RFID chips to smoke out cigarette smugglers
EETIMES
Posted: 2007-10-08 20:46:24
LONDON - The U.K Government is expected to reveal further details this week in its pre-budget financial review of a scheme to embed RFID tags in each pack of cigarette sold in the country in an effort to stop counterfeiting and tobacco smuggling.
The scheme would allow some Revenue and Customs officials to use hand-held readers to ascertain whether each individual pack is genuine and whether duty has been paid on it. Last week, cigarette manufacturers started embedding RFID chips into each pack destined for sale in the U.K.

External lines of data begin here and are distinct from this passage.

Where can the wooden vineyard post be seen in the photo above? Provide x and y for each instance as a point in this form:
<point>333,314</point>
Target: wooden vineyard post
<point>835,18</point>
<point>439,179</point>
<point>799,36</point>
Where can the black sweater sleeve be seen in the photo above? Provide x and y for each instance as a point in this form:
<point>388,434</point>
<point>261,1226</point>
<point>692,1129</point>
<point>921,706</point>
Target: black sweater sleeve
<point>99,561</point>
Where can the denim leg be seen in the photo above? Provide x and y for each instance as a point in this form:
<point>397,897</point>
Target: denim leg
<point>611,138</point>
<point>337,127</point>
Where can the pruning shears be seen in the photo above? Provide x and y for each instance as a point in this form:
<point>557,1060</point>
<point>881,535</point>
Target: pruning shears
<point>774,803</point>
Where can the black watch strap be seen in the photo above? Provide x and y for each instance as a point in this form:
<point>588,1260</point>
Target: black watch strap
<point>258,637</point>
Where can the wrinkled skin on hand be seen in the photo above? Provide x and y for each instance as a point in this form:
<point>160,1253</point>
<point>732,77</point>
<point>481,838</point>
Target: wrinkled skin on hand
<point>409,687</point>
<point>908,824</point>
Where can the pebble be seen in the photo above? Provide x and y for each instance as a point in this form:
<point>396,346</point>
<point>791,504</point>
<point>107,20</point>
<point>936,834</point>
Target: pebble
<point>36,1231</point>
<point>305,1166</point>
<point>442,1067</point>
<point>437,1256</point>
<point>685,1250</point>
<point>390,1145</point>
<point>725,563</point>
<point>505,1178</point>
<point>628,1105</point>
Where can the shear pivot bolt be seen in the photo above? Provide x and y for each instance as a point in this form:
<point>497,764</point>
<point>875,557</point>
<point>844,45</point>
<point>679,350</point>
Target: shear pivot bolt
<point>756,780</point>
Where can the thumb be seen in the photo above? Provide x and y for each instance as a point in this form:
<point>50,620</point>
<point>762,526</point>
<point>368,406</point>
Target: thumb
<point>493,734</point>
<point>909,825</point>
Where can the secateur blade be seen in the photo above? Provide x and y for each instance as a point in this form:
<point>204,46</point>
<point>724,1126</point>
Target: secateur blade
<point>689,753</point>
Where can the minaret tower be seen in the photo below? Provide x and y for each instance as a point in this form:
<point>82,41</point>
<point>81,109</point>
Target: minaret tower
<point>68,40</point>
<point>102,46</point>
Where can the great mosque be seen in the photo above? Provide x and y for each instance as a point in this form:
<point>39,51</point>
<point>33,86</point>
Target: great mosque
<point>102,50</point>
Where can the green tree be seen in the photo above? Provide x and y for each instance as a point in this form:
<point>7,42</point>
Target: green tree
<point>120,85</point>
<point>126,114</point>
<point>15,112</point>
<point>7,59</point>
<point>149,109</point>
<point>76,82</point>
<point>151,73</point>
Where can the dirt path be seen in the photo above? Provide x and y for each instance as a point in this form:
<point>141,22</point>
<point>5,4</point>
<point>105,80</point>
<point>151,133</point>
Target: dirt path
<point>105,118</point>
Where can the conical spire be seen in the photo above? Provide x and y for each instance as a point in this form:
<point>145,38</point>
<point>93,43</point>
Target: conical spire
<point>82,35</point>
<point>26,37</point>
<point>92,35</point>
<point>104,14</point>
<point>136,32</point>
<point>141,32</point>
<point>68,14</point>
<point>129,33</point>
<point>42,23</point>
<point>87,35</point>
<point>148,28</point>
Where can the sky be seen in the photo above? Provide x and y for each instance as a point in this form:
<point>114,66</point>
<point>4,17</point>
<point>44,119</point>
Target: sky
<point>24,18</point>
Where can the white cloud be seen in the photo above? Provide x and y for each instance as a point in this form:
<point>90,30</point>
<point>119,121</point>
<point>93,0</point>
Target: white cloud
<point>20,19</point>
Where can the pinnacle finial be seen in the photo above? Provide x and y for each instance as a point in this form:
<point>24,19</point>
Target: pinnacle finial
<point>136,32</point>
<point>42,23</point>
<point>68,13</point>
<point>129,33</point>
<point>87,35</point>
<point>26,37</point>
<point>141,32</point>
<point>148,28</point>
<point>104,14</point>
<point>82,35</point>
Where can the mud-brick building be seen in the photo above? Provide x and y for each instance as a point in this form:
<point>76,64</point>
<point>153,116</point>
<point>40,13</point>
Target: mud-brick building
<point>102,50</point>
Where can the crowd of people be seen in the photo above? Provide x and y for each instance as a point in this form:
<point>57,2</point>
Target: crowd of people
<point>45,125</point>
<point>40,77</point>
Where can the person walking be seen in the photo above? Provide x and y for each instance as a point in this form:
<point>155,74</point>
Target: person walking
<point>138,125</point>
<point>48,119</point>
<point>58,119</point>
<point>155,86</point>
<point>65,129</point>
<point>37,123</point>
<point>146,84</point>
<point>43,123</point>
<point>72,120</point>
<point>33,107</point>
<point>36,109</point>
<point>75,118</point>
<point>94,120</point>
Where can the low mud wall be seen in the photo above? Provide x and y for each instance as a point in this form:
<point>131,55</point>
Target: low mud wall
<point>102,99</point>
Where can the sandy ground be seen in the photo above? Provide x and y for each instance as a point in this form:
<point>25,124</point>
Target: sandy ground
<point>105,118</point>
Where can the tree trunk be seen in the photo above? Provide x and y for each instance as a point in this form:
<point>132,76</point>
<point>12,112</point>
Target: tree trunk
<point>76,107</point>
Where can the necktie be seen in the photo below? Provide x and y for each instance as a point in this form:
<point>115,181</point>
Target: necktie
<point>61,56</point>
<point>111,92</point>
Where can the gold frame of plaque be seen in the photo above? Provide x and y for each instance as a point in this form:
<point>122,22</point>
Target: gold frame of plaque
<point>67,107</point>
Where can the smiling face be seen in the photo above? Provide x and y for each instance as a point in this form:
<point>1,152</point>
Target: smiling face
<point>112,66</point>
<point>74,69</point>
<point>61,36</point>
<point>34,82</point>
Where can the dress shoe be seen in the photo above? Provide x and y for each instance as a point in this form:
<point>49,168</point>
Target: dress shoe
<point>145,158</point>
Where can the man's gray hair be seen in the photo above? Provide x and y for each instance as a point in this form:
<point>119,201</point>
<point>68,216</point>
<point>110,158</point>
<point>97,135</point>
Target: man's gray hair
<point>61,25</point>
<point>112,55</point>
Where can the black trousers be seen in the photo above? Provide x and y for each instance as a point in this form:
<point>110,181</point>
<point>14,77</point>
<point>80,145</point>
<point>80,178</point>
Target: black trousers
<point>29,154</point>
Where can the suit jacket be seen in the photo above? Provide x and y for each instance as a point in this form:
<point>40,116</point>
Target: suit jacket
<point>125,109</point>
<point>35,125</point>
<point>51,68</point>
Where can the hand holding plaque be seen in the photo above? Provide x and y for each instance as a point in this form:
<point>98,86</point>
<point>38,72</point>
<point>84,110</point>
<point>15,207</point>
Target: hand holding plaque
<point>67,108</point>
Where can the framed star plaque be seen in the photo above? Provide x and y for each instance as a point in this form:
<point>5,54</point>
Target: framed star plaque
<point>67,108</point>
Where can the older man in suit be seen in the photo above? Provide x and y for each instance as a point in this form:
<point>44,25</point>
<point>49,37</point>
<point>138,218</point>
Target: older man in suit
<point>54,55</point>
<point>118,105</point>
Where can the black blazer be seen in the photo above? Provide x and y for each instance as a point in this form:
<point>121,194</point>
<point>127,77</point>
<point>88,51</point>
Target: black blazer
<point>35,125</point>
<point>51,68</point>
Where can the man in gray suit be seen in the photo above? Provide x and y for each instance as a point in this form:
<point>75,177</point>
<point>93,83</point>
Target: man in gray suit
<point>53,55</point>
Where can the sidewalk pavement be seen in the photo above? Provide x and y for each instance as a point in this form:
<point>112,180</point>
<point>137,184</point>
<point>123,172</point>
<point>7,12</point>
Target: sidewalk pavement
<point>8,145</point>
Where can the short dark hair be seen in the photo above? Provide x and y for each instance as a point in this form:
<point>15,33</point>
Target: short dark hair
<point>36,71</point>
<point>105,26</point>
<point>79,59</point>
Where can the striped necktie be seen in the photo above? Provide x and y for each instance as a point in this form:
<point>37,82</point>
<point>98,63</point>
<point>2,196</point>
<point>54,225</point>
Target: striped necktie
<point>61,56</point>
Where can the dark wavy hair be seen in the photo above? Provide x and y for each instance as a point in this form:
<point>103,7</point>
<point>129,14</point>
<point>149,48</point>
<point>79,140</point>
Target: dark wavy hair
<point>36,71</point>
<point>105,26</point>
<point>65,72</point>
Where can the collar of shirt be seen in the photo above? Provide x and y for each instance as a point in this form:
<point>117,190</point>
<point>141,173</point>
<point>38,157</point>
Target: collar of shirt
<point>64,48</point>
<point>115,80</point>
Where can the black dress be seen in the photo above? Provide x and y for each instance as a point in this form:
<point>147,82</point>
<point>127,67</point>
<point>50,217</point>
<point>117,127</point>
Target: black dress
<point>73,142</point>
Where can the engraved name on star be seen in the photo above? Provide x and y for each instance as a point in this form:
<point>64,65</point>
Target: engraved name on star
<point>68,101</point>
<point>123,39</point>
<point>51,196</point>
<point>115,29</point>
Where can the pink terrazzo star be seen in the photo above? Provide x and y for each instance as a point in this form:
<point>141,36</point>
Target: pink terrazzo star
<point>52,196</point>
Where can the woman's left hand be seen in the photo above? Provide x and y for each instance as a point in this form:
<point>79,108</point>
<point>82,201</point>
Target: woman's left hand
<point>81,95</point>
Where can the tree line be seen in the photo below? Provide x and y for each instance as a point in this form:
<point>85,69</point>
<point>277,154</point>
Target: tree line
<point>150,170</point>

The U.K's Tobacco Manufactures' Association - which includes the largest cigarette suppliers - is helping to run the scheme in conjunction with Revenue and Customs, and initially the tobacco makers will fund the initiative.
However, a spokesperson for the TMA declined to disclose to EE Times Europe who supplies the RFID chips or readers for the scheme saying "that is proprietary information. We are not able to disclose such details at the moment".
The scheme is expected to end the expensive and lengthy test procedure to authenticate each pack that is suspected of having been imported illegally.
The TMA estimates that about three per cent of cigarettes smoked in Britain, or 2 billion, were counterfeit.
The government believes the illegal trade is responsible for £3.5 billion in lost British tax revenues per year, in addition to lost revenues of £800 million for the tobacco industry. The duty on tobacco raises about £9.5 billion a year for the Treasury.
The TMA said that counterfeiters - many of whom are based in China - have started to use increasingly sophisticated methods both to dodge customs agents and also to market their products The estimated cost of implementing the scheme is expected initially to be as high as 10p a packet, although it will probably fall rapidly as the technology enters mass production.
Customs officers expect to start using the technology early next year, when old stocks of cigarettes without the RFID tags have passed through the supply chain.